At 22:09 +1000 2004-08-11, Kahunapule Michael P. Johnson wrote:

The problem I have with OSIS (at least the version of documentation that I have) is that it does not encode enough information to reliably reconstitute quotation mark punctuation for the range of languages and Bible translations that I work with. It doesn't even cover English properly. The reason is that you state in the documentation that quotations should be marked with <q who="Nameofspeaker" sID="someuniquething">....<q who="Nameofspeaker" eID="someuniquething"> and NOT with the quotation marks. This is OK for SOME situations; to wit: standard English texts using the same quotation punctuation rules as the NIV, and Bible texts in languages that happen to use the same characters and rules for quotation marks. This is NOT OK for other situations; to wit: English texts using different quotation mark styles (like the NASB) or no quotation marks at all (like the KJV). It occurs to me that by just ignoring <q> and <speech> altogether, I could put in the normal quotation punctuation for the given language as Unicode characters in the right places and be happy-- except for two things.
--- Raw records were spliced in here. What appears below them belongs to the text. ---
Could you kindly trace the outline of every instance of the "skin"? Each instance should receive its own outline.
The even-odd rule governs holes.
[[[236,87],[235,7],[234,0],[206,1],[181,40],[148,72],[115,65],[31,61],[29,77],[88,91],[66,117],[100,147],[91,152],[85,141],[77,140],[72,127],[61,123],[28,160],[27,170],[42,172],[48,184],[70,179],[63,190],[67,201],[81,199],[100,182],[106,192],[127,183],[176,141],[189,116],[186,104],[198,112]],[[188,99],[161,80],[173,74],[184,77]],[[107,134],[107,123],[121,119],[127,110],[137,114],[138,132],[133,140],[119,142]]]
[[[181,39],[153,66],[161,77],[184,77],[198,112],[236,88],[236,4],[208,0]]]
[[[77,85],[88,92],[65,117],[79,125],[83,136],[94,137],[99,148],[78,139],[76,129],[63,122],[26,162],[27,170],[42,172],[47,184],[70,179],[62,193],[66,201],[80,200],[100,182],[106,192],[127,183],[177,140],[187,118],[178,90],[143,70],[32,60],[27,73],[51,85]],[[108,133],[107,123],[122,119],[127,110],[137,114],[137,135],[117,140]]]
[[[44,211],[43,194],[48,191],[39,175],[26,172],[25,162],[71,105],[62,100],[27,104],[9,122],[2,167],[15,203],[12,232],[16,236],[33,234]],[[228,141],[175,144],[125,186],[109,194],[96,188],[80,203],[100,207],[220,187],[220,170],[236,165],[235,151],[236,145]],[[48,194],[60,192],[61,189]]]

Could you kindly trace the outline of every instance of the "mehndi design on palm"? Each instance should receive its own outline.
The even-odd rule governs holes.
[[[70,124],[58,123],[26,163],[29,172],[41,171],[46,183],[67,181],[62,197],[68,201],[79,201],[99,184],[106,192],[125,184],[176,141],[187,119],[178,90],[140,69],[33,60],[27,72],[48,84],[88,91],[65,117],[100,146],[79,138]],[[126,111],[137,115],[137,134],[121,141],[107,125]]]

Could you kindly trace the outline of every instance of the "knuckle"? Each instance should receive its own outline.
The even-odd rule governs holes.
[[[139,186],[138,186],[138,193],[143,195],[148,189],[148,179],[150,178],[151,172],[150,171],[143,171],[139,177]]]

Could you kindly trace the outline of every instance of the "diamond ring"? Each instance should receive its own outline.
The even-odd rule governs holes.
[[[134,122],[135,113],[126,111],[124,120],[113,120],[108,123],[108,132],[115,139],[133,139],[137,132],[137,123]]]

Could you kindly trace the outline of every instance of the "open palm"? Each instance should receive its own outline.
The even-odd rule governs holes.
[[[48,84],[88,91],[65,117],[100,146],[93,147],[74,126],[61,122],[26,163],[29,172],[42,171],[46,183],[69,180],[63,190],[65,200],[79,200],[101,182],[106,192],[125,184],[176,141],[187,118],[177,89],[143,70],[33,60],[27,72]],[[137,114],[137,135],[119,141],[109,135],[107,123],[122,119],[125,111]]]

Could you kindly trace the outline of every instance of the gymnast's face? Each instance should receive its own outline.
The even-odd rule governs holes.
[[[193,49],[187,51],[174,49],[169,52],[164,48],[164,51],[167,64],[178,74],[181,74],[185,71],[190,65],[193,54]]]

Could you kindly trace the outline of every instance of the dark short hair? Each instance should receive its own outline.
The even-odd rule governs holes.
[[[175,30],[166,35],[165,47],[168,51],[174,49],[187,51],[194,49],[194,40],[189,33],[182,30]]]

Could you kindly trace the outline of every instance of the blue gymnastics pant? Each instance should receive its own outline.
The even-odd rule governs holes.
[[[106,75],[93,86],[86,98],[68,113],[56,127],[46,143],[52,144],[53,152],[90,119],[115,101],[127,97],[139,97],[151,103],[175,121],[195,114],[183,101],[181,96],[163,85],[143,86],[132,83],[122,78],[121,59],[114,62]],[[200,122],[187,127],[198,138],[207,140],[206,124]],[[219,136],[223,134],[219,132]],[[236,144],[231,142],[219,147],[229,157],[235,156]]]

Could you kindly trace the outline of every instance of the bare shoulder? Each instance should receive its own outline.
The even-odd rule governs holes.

It may well be that we all made mistakes in the design of quotation handling in OSIS, but I assure you we considered a much wider range of cases than the English NIV or English. Some of us are of US origin, but even so I don't think we have any monolinguals among us.


There is a real tradeoff here -- are quotation marks conventional ways of marking a discourse phenomenon (let's call it "quotation" to keep things simple), or are they part of "the text"? That is not so straightforward as it seems to me you are suggesting. There were no quotation marks in the original texts of the Bible, so all the quotation marks are products of someone's interpretation.

Nevertheless, we all agree that OSIS markup has to provide enough information to get the formatted result that one wants.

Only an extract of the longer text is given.